Transform Variables

Description

The Transform variables dialog provides a variety of scaling and binning options.

Dialog

To convert data in a particular column to another format (e.g., convert meters to inches), choose Transform from the Data menu on the menu bar of the Console window. The following window will appear.

Add the desired variable to the Variables to Transform space. Choose the appropriate transformation from the pull down menu or choose Enter Function under the Custom option. (Scroll down to the bottom of the pull down menu list.) Click Run. The transformed variable will appear as the last column in the Data Viewer. (Scroll to see the last column.)

Each variable in the "Transform to Variable" list has a transformation applied to it, and the resulting transformed variable is saved to a new target variable. The target variable name can be altered by clicking the Target button.

Kinds of transformations

A variety of transformation options are provided. These can be used to make variables more normal looking, to scale them to a particular range, to stabilize their variance, or to bin them into categorical groups.

Center

Description
This transformation scales the variable so that it has a mean of 0.
Purpose
To scale variables so that they have identical mean.

Standardize

Description
This transformation scales the variable so that it has a mean of 0, and a standard deviation of 1.
Purpose
To scale variables so that they are comparable regardless of unit of measurement.

Robust Standardize

Description
This transformation scales the variable so that it has a median of 0, and a median absolute deviation of 1.
Purpose
To scale variables so that they are comparable, even if outliers are present.

Range

Description
This transformation scales the variable so that it is between 0 and 1.
Purpose
Puts all variables in the same range.

Box-cox

Description
A multivariate transformation that attempts to map the variables to multivariate normality
Purpose
Transform to the normal distribution.

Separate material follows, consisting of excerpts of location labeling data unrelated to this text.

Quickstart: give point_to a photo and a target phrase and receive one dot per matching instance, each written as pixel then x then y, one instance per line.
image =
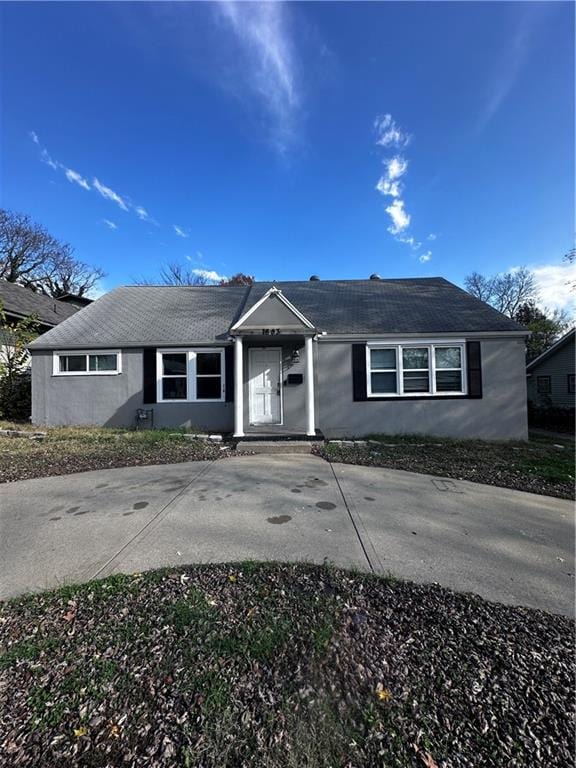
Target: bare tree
pixel 239 279
pixel 506 292
pixel 174 273
pixel 31 256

A useful prepossessing step for analysis methods that assume normality.

Rank

Description
Replaces values by their rank. Ties can be broken in a variety of ways (Average, First, Random, Minimum, Maximum).
Purpose
To remove outliers and skewness

Log

Description
Takes the natural log (i.e. the log base e) of the variable. Can only be used on values greater than 0.
Purpose
Can remove positive skew, and stabilize variance.

Log + 1

Description
Takes the natural log (i.e. the log base e) of the variable with 1 added to it. Can only be used on values greater than -1.
Purpose
Can remove positive skew, and stabilize variance. Can be used on variables with values of 0.

Square root

Description
Square root. values must be non-negative
Purpose
Stabilizes variance for count data.

Absolute value

Description
makes values positive
Purpose
When the magnatude of the variable is of interest, and not its direction.

Squared

Description
Takes the square

Inverse

Description
The inverse (i.e. 1/x). values must be non-zero.

Reciprocal root

Description
-1/sqrt(x)

Arcsine

Description
Takes the arcsine of the square root of the variable..
Purpose
Stabilizes variance for proportions.

Quantiles

Splits variable into groups with equal numbers of observations.

Equal width

Splits variable into groups with equally spaced intervals.

Custom

Define your own transformation as a function of x. for example: log(x,10) gives the log based 10 transformation.

Example generated code

variables <- c("disp","hp","drat")
into.variables <- c("disp.tr","hp.tr","drat.tr")
for(i in 1:length(variables))
	mtcars[[into.variables[i]]] <- rescaler(mtcars[[variables[i]]])
rm(list=c('variables','into.variables'))